The following sub projects are envisaged:

  • Modify and/or expand an existing chess engine in any way that is deemed useful. Use it to better understand how a computer engine differs from a human player, for instance, in evaluating a position. Another option is to output the searchtree and use it. For this purpose [Stockfish] (https://github.com/official-stockfish/Stockfish) is ideal: the strongest engine and open source.
  • Visualize static evaluations during a game, especially of a game with a clear positional element such as a open diagonal.
  • Create and visualize searchtrees. Chess engines are capable to calculate a million positions per second so the searchtree explodes very quickly. But how does a tree look like, can we learn anything?
  • Search trees contain the raw data about why a move is good or bad. What if we extract information from this tree data, condensing it enormously. What information could be extracted?
  • How about we use this information to feed a chatbot? Could a chess chatbot be built that is able to convey this information?
  • How about training a neural with positional and strategic features more close to how human players think about chess?

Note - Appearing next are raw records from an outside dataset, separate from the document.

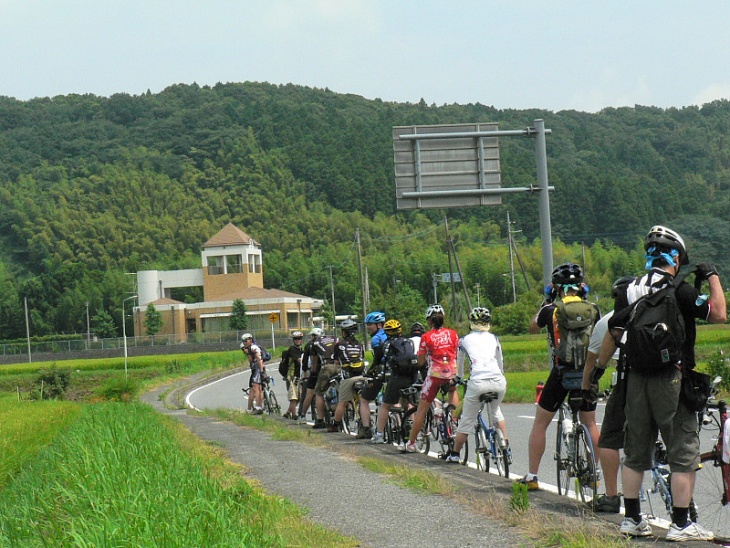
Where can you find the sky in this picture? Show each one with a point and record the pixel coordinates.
(511, 54)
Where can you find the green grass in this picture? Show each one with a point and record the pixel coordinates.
(26, 428)
(120, 477)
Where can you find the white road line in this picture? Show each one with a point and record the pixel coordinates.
(187, 398)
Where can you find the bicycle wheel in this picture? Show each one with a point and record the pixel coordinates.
(712, 485)
(481, 448)
(501, 460)
(562, 459)
(585, 466)
(274, 407)
(349, 419)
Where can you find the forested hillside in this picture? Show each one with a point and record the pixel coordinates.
(94, 188)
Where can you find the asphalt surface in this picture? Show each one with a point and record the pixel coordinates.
(340, 494)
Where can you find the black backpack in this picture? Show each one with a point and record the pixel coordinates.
(655, 331)
(401, 355)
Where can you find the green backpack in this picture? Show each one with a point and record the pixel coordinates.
(573, 321)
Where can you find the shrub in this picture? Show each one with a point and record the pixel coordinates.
(119, 389)
(51, 383)
(718, 367)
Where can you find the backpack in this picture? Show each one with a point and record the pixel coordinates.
(402, 355)
(265, 354)
(655, 331)
(573, 321)
(284, 364)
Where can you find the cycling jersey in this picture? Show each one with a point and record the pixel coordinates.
(440, 348)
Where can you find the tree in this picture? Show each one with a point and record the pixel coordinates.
(239, 320)
(152, 320)
(104, 325)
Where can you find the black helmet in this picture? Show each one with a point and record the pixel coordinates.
(417, 329)
(663, 239)
(620, 284)
(480, 315)
(567, 274)
(348, 327)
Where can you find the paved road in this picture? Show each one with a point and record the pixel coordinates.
(226, 393)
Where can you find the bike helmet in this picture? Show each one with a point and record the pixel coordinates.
(393, 328)
(662, 239)
(480, 315)
(620, 284)
(567, 274)
(417, 329)
(348, 327)
(434, 309)
(375, 317)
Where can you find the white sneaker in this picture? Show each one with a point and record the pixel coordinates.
(378, 438)
(691, 531)
(631, 528)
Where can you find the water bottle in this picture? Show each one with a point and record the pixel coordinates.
(567, 425)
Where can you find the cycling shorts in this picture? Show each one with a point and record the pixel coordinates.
(553, 394)
(256, 375)
(431, 387)
(325, 374)
(391, 396)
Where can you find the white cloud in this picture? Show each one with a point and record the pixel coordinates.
(712, 93)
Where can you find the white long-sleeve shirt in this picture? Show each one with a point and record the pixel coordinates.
(485, 354)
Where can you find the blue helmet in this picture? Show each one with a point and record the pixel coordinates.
(375, 317)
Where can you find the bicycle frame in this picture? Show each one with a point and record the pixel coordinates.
(574, 454)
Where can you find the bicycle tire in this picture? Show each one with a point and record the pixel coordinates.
(423, 438)
(585, 466)
(561, 457)
(349, 419)
(274, 407)
(501, 461)
(712, 487)
(481, 448)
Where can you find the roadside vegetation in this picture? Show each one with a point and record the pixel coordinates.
(92, 467)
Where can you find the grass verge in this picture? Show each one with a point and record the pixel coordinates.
(124, 476)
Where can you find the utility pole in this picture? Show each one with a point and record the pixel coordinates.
(334, 314)
(362, 275)
(511, 260)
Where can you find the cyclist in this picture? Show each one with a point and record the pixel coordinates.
(611, 439)
(374, 326)
(417, 331)
(439, 347)
(324, 348)
(350, 353)
(487, 375)
(310, 366)
(653, 403)
(258, 371)
(291, 362)
(568, 286)
(399, 353)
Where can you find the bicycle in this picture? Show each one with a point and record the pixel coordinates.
(574, 454)
(444, 424)
(490, 442)
(662, 484)
(400, 420)
(712, 483)
(268, 401)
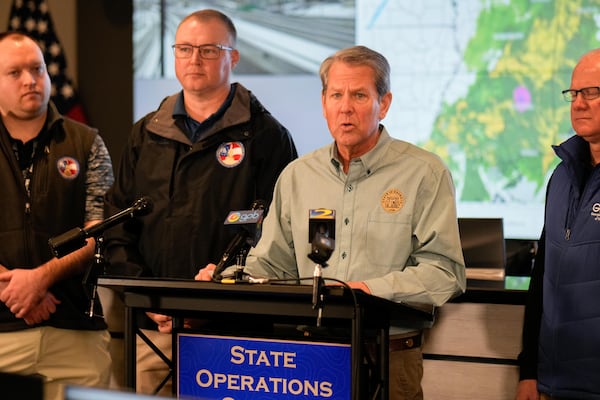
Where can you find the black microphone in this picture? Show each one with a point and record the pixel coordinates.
(249, 226)
(321, 231)
(75, 238)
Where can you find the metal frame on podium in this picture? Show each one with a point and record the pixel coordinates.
(367, 317)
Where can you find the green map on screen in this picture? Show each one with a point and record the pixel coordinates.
(479, 83)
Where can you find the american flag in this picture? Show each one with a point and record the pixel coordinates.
(32, 17)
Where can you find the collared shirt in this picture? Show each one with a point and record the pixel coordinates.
(395, 228)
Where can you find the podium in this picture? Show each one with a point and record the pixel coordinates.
(357, 318)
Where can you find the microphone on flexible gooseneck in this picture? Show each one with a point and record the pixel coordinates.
(321, 236)
(76, 238)
(249, 226)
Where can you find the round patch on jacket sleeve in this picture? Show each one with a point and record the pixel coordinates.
(231, 154)
(68, 167)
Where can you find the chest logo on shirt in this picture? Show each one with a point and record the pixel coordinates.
(231, 154)
(596, 211)
(68, 167)
(392, 200)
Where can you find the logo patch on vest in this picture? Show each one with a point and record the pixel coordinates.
(231, 154)
(596, 211)
(392, 200)
(68, 167)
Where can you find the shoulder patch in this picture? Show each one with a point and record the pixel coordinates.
(392, 200)
(231, 154)
(68, 167)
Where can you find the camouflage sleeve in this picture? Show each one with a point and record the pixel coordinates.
(98, 179)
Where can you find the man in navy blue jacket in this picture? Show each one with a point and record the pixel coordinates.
(561, 333)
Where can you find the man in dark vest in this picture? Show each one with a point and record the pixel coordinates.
(53, 173)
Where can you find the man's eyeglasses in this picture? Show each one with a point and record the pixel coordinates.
(588, 93)
(206, 51)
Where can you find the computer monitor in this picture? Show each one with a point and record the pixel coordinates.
(482, 241)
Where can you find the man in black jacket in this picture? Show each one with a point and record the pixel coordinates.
(207, 150)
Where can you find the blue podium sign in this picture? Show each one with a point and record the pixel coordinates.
(231, 368)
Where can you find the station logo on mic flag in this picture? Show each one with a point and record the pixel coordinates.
(231, 154)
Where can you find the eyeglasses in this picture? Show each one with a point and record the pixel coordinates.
(206, 51)
(588, 93)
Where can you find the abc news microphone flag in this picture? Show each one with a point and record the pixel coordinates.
(32, 18)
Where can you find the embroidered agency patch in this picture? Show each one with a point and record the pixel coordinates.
(392, 200)
(231, 154)
(68, 167)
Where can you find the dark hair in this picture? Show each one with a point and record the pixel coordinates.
(208, 14)
(360, 55)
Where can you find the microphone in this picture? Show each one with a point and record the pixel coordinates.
(75, 238)
(321, 236)
(249, 226)
(321, 221)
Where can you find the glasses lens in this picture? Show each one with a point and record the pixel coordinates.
(182, 50)
(209, 51)
(569, 95)
(590, 93)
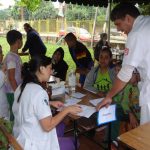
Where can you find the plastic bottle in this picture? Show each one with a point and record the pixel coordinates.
(72, 80)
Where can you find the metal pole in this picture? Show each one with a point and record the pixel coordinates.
(109, 7)
(94, 25)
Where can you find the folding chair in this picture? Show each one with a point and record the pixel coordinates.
(11, 140)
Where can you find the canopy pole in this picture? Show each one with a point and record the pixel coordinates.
(109, 8)
(94, 25)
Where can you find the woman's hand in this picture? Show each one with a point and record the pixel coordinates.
(101, 94)
(56, 104)
(73, 109)
(133, 121)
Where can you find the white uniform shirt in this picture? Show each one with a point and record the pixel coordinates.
(4, 107)
(137, 54)
(32, 107)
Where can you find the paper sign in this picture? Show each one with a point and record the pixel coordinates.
(106, 115)
(96, 101)
(87, 111)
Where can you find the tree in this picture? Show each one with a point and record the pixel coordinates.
(45, 10)
(5, 14)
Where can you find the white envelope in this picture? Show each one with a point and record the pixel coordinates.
(106, 115)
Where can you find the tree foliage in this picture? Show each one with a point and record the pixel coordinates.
(45, 10)
(77, 12)
(5, 14)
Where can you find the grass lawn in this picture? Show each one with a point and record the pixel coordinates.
(50, 49)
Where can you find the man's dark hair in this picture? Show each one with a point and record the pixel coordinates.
(123, 9)
(70, 36)
(12, 36)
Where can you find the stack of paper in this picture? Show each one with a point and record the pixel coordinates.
(71, 101)
(96, 101)
(77, 95)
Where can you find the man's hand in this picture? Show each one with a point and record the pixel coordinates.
(56, 104)
(105, 102)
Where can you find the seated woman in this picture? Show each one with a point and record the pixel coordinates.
(34, 125)
(59, 66)
(99, 80)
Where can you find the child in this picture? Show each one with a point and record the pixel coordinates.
(4, 108)
(13, 63)
(34, 125)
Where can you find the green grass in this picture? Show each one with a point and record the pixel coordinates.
(50, 49)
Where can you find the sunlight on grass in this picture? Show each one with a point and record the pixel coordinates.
(50, 49)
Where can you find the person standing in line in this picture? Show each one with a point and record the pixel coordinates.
(80, 55)
(59, 65)
(13, 65)
(127, 19)
(4, 107)
(102, 43)
(34, 43)
(34, 125)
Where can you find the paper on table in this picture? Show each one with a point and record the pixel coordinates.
(87, 111)
(90, 91)
(106, 115)
(58, 91)
(68, 102)
(77, 95)
(96, 101)
(71, 101)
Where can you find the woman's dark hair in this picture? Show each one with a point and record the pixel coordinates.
(61, 51)
(29, 70)
(123, 9)
(27, 25)
(12, 36)
(107, 50)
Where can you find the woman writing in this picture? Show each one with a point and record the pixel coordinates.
(34, 126)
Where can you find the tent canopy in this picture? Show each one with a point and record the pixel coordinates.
(100, 3)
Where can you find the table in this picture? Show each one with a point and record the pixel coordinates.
(85, 101)
(137, 139)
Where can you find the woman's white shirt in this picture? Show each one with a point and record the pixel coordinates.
(32, 107)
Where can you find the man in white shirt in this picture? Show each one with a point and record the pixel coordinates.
(127, 19)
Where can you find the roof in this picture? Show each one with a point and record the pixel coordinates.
(100, 3)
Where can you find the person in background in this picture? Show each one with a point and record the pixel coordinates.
(127, 19)
(100, 78)
(100, 45)
(4, 107)
(34, 43)
(13, 64)
(34, 125)
(80, 55)
(59, 66)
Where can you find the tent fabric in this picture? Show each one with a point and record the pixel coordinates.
(100, 3)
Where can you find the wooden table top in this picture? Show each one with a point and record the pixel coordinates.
(85, 100)
(138, 138)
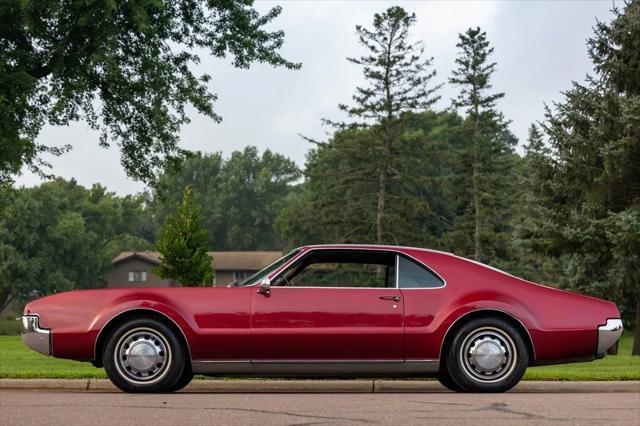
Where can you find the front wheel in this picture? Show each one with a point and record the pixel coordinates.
(144, 355)
(487, 355)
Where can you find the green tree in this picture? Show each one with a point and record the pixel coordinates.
(126, 67)
(486, 160)
(61, 236)
(398, 78)
(594, 200)
(241, 196)
(183, 246)
(338, 200)
(530, 258)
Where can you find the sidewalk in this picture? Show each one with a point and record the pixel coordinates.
(320, 386)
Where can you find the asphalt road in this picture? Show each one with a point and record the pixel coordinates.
(20, 407)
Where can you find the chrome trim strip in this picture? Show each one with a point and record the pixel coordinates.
(320, 368)
(34, 336)
(608, 335)
(490, 310)
(139, 309)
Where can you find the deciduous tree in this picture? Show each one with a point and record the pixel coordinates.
(125, 67)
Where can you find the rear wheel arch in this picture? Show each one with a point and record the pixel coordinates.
(486, 313)
(113, 323)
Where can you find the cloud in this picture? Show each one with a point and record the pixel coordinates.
(539, 48)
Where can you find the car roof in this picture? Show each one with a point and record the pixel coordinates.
(371, 247)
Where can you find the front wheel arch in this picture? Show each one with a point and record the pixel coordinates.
(125, 316)
(485, 313)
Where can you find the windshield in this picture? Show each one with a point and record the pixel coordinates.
(259, 276)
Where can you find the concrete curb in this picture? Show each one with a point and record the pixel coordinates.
(319, 386)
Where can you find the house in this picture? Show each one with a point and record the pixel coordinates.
(135, 268)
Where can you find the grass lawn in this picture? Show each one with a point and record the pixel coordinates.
(17, 361)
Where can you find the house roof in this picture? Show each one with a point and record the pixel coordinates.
(222, 260)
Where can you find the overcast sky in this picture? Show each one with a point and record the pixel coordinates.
(539, 48)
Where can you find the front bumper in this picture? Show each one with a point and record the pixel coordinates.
(608, 335)
(35, 337)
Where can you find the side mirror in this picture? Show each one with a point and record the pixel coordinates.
(265, 287)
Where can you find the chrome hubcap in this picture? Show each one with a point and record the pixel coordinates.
(488, 355)
(142, 355)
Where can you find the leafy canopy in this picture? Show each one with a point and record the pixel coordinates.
(124, 66)
(241, 196)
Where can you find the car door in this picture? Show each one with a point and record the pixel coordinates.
(331, 305)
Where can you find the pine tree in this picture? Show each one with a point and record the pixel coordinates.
(398, 77)
(183, 246)
(487, 158)
(594, 202)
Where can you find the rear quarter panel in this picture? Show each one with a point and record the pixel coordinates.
(562, 325)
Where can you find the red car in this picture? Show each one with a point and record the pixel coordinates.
(330, 310)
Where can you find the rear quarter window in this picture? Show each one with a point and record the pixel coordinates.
(411, 274)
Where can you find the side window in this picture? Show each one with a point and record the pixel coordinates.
(346, 268)
(413, 275)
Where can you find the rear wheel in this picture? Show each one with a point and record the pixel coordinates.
(144, 355)
(487, 355)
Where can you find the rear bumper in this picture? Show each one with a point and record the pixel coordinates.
(35, 337)
(608, 335)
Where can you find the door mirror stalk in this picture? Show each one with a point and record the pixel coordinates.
(265, 287)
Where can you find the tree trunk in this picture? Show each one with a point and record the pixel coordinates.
(477, 234)
(382, 195)
(478, 220)
(636, 332)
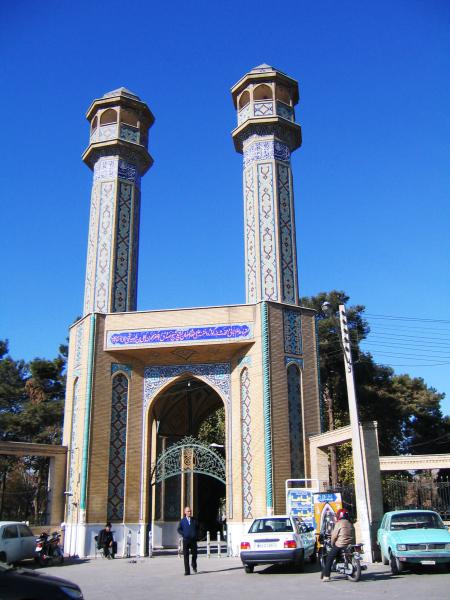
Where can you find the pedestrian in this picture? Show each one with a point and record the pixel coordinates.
(105, 541)
(342, 535)
(188, 529)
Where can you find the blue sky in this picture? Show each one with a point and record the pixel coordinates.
(372, 179)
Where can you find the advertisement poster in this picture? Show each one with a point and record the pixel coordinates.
(326, 506)
(300, 503)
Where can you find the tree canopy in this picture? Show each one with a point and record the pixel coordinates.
(408, 412)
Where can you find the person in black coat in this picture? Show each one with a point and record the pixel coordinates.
(188, 529)
(105, 540)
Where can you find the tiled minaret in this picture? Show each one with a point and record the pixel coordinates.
(117, 154)
(266, 135)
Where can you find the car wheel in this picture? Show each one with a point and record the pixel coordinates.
(396, 565)
(299, 563)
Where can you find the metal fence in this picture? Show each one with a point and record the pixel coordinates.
(405, 493)
(425, 494)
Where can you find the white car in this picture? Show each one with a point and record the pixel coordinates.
(17, 541)
(278, 539)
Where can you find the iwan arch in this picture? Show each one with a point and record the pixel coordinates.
(139, 382)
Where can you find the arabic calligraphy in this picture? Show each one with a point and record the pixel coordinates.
(185, 334)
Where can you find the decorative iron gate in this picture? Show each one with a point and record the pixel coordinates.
(189, 455)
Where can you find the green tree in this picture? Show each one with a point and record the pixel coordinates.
(212, 430)
(408, 412)
(31, 410)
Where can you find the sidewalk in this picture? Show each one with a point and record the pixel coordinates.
(162, 577)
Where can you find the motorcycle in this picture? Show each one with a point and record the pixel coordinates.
(347, 562)
(48, 550)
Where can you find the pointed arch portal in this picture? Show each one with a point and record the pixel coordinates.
(189, 455)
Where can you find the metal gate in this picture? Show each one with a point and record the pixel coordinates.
(189, 455)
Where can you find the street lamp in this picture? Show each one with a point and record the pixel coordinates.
(357, 450)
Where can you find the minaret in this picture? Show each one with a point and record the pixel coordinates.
(117, 154)
(266, 135)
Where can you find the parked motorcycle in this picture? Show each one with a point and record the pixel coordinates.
(347, 562)
(48, 549)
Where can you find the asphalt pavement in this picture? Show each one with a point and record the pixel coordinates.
(219, 578)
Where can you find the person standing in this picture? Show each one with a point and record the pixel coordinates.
(188, 529)
(342, 535)
(105, 541)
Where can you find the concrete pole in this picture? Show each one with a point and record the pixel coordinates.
(358, 463)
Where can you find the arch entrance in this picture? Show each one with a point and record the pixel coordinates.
(188, 466)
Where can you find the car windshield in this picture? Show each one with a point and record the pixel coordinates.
(280, 525)
(416, 520)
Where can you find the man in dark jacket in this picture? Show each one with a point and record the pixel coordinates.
(342, 535)
(105, 540)
(188, 529)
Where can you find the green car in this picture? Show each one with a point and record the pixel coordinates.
(407, 537)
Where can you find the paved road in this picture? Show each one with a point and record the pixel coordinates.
(162, 577)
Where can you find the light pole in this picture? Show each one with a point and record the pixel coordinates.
(359, 473)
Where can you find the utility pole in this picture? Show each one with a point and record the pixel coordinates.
(333, 454)
(358, 463)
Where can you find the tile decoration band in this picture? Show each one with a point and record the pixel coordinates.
(178, 335)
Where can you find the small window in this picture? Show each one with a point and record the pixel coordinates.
(25, 531)
(10, 532)
(128, 117)
(262, 92)
(108, 117)
(244, 99)
(282, 93)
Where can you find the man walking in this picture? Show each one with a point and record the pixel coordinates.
(188, 529)
(105, 541)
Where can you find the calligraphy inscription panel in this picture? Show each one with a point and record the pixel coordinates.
(179, 335)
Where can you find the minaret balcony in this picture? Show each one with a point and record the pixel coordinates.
(128, 133)
(266, 108)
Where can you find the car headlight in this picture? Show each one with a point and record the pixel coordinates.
(72, 592)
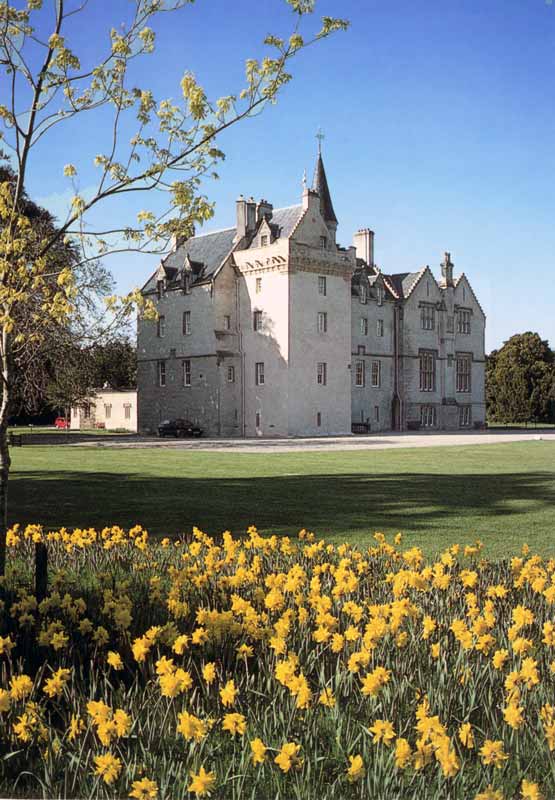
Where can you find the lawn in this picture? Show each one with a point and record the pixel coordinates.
(503, 494)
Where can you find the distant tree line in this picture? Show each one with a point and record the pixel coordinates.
(67, 374)
(520, 381)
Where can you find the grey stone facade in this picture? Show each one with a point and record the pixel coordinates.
(269, 328)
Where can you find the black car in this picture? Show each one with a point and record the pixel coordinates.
(178, 428)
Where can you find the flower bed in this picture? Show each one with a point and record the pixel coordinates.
(266, 667)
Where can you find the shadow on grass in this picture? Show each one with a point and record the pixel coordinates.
(325, 503)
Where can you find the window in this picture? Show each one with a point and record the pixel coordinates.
(161, 373)
(428, 416)
(428, 317)
(427, 372)
(463, 320)
(464, 372)
(465, 416)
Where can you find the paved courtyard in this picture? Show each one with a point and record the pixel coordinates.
(370, 442)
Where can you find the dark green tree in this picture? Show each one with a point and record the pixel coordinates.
(520, 380)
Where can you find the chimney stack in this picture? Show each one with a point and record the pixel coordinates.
(363, 241)
(246, 217)
(264, 209)
(447, 270)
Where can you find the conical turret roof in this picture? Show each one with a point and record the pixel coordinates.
(320, 185)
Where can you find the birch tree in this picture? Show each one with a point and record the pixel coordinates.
(44, 84)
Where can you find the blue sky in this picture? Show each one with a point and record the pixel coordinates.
(439, 120)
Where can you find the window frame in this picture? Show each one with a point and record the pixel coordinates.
(463, 377)
(376, 374)
(161, 373)
(465, 416)
(464, 326)
(187, 372)
(427, 317)
(360, 373)
(257, 320)
(427, 375)
(428, 416)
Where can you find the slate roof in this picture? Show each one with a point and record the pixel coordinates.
(320, 185)
(403, 282)
(208, 249)
(283, 221)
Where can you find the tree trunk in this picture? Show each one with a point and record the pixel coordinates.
(5, 460)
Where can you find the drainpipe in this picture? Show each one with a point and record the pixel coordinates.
(241, 353)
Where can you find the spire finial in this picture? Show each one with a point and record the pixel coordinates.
(320, 136)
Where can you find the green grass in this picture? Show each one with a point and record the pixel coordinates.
(503, 494)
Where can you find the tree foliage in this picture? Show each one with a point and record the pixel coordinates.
(520, 380)
(153, 144)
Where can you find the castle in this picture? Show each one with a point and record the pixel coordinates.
(270, 328)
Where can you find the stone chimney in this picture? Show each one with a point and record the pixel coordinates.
(311, 199)
(264, 209)
(246, 217)
(363, 241)
(447, 270)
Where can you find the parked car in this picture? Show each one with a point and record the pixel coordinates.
(178, 428)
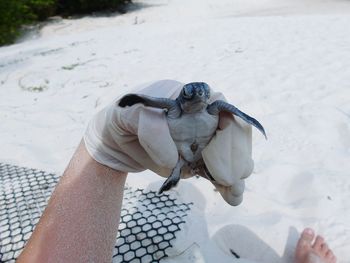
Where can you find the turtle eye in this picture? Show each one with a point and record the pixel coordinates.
(187, 92)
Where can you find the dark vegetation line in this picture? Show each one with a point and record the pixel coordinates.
(16, 13)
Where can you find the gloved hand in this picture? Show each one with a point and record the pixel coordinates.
(137, 138)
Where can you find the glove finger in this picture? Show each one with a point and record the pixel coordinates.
(233, 195)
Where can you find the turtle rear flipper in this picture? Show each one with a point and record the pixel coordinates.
(220, 105)
(174, 178)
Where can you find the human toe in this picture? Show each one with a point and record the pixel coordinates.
(306, 238)
(318, 243)
(330, 257)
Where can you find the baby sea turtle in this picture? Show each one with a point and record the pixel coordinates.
(192, 122)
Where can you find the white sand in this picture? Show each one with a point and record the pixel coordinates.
(285, 62)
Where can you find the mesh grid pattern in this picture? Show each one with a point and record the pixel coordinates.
(148, 225)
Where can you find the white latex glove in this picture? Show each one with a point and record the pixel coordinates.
(137, 138)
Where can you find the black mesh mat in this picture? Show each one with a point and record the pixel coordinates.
(148, 226)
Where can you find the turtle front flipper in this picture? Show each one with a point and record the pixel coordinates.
(174, 178)
(171, 106)
(221, 105)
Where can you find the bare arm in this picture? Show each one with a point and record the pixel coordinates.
(81, 220)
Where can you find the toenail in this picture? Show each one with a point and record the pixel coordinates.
(308, 231)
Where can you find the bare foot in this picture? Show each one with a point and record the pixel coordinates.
(309, 251)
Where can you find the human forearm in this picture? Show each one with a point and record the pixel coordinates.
(81, 220)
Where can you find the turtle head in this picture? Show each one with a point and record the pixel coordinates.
(194, 96)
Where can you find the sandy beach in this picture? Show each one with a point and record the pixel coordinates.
(287, 63)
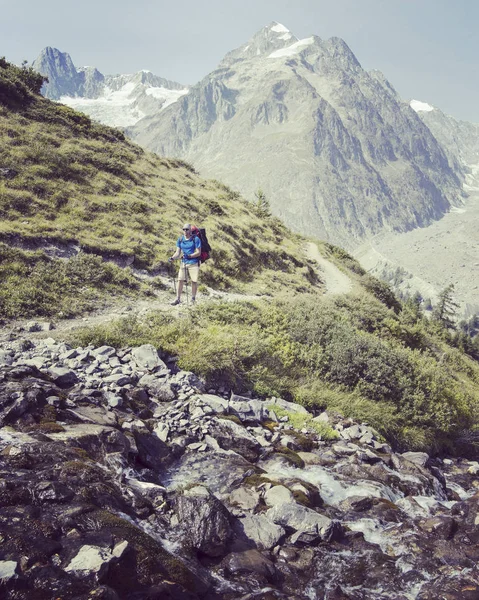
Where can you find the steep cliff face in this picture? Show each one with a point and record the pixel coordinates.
(459, 138)
(337, 152)
(116, 100)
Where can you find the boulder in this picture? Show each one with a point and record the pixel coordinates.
(298, 518)
(261, 530)
(94, 560)
(152, 452)
(278, 494)
(216, 403)
(249, 562)
(418, 458)
(146, 357)
(285, 405)
(244, 499)
(205, 521)
(63, 377)
(249, 411)
(231, 436)
(158, 388)
(7, 570)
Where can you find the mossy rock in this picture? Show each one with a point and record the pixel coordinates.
(152, 562)
(45, 427)
(291, 456)
(303, 441)
(80, 469)
(233, 418)
(269, 424)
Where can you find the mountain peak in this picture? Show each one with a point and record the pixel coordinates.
(270, 38)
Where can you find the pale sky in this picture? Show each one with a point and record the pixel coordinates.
(428, 49)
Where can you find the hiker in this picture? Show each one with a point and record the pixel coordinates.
(189, 246)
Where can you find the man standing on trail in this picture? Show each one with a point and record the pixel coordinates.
(189, 246)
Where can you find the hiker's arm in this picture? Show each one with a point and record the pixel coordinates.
(197, 252)
(177, 252)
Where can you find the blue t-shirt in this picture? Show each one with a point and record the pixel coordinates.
(188, 247)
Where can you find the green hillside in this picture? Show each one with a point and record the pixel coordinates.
(66, 182)
(64, 179)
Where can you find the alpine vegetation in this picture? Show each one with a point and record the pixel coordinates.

This project is about modifying Stockfish

The code has been slightly adapted to print during search every position (node) and also print the evaluation score when available. (more to be added later)

Terms of use

Stockfish is free, and distributed under the GNU General Public License (GPL). Essentially, this means that you are free to do almost exactly what you want with the program, including distributing it among your friends, making it available for download from your web site, selling it (either by itself or as part of some bigger software package), or using it as the starting point for a software project of your own.

The only real limitation is that whenever you distribute Stockfish in some way, you must always include the full source code, or a pointer to where the source code can be found. If you make any changes to the source code, these changes must also be made available under the GPL.